This week has been an extremely full week of Christian/ church leadership conferences: Exponential Conference in Orlando, Gospel Coalition in Chicago, and Catalyst West Coast in Irvine, California. All of that adds up to many hours of inspirational and motivational speeches.
I attended my first Catalyst conference, which ended a few hours earlier, and undoubtedly the most highly-charged energetic kind of Christian leadership event I’ve ever attended. I do love going to these events to meetup with people in person and not so much to attend the sessions — I buy the recordings for the content. I can always get the content plus have the ability to rewind and review, whereas being able to talk with people face-to-face is irreplaceable.

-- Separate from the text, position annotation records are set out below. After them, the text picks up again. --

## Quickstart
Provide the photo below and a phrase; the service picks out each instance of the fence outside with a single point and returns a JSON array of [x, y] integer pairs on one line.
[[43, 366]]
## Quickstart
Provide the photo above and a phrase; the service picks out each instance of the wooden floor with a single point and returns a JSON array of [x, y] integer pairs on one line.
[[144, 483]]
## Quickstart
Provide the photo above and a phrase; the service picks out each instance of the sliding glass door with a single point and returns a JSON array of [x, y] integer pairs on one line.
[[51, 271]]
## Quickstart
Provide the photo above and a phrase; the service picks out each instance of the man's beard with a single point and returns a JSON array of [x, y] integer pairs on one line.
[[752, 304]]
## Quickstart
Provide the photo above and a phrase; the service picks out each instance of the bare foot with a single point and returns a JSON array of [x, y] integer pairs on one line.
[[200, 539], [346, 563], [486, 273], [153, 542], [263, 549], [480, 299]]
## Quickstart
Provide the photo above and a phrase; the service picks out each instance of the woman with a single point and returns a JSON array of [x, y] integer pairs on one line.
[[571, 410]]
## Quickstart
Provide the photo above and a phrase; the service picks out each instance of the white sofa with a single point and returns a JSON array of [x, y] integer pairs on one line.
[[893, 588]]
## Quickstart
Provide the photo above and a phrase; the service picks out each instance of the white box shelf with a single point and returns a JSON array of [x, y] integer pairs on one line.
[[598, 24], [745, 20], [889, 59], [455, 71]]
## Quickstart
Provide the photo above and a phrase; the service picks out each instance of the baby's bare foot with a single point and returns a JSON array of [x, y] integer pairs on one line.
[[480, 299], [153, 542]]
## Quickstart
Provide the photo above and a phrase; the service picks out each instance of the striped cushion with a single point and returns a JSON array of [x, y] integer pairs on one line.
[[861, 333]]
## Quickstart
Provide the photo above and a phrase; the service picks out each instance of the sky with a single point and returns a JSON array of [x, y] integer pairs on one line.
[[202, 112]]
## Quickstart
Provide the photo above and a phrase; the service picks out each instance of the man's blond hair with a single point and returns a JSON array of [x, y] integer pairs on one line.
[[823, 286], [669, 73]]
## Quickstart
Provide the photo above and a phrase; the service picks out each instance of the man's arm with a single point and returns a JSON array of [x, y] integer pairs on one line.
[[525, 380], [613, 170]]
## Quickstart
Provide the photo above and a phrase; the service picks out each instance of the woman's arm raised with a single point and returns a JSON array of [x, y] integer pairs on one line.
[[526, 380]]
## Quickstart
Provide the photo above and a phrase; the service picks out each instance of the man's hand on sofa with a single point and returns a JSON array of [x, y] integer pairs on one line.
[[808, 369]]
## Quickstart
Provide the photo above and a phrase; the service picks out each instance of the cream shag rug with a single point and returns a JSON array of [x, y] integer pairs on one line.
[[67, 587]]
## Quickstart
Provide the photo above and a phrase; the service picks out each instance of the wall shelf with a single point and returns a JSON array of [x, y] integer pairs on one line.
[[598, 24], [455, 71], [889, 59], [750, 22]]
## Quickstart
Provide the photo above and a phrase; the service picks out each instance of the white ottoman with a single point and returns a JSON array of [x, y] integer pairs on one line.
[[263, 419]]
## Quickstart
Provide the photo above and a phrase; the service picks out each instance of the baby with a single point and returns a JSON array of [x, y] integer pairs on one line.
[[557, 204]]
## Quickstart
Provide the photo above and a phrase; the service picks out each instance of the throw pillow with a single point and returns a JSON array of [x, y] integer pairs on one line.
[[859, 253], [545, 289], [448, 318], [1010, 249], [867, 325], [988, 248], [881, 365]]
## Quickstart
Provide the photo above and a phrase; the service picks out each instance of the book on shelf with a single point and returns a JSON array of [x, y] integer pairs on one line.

I did hear several of the messages, and sure it moves me to do something. Everything grabs my attention. Everything is urgent. Everything is so compelling. Everything is so good.
Kinda feels like being drawn and quartered. It’s a tough call to choose the one that God has for me, and that is not everything. I can’t do it all.
Plus, It’s less easy for me because I don’t think of myself as a natural born leader, or an organizational leader type. It seems to me that most, if not all, of these platformed Christian leaders are driven Type-A goal-oriented entrepreneurs who have launched their own organizations. So when I hear them, it takes an enormous effort for me to translate all of that into something that could work for me.
Sure, God can do it all. And I could take a flying leap of faith and “trust God” blindly. The impulsive and spontaneous me would love to sell all and follow Jesus, to jump into a new endeavor with full abandon and see the hand of God move. But, that naive leap would hurt me badly. Been there. Done that.
I confess I haven’t figured it out. And I have to keep leaning into God to walk by faith and not by sight. No leaping. Just walking.
Aside: the audios and videos from The Gospel Coalition 2009 are online already and free to listen and watch! One of my favorites is Tim Keller’s The Grand Demythologizer: The Gospel and Idolatry.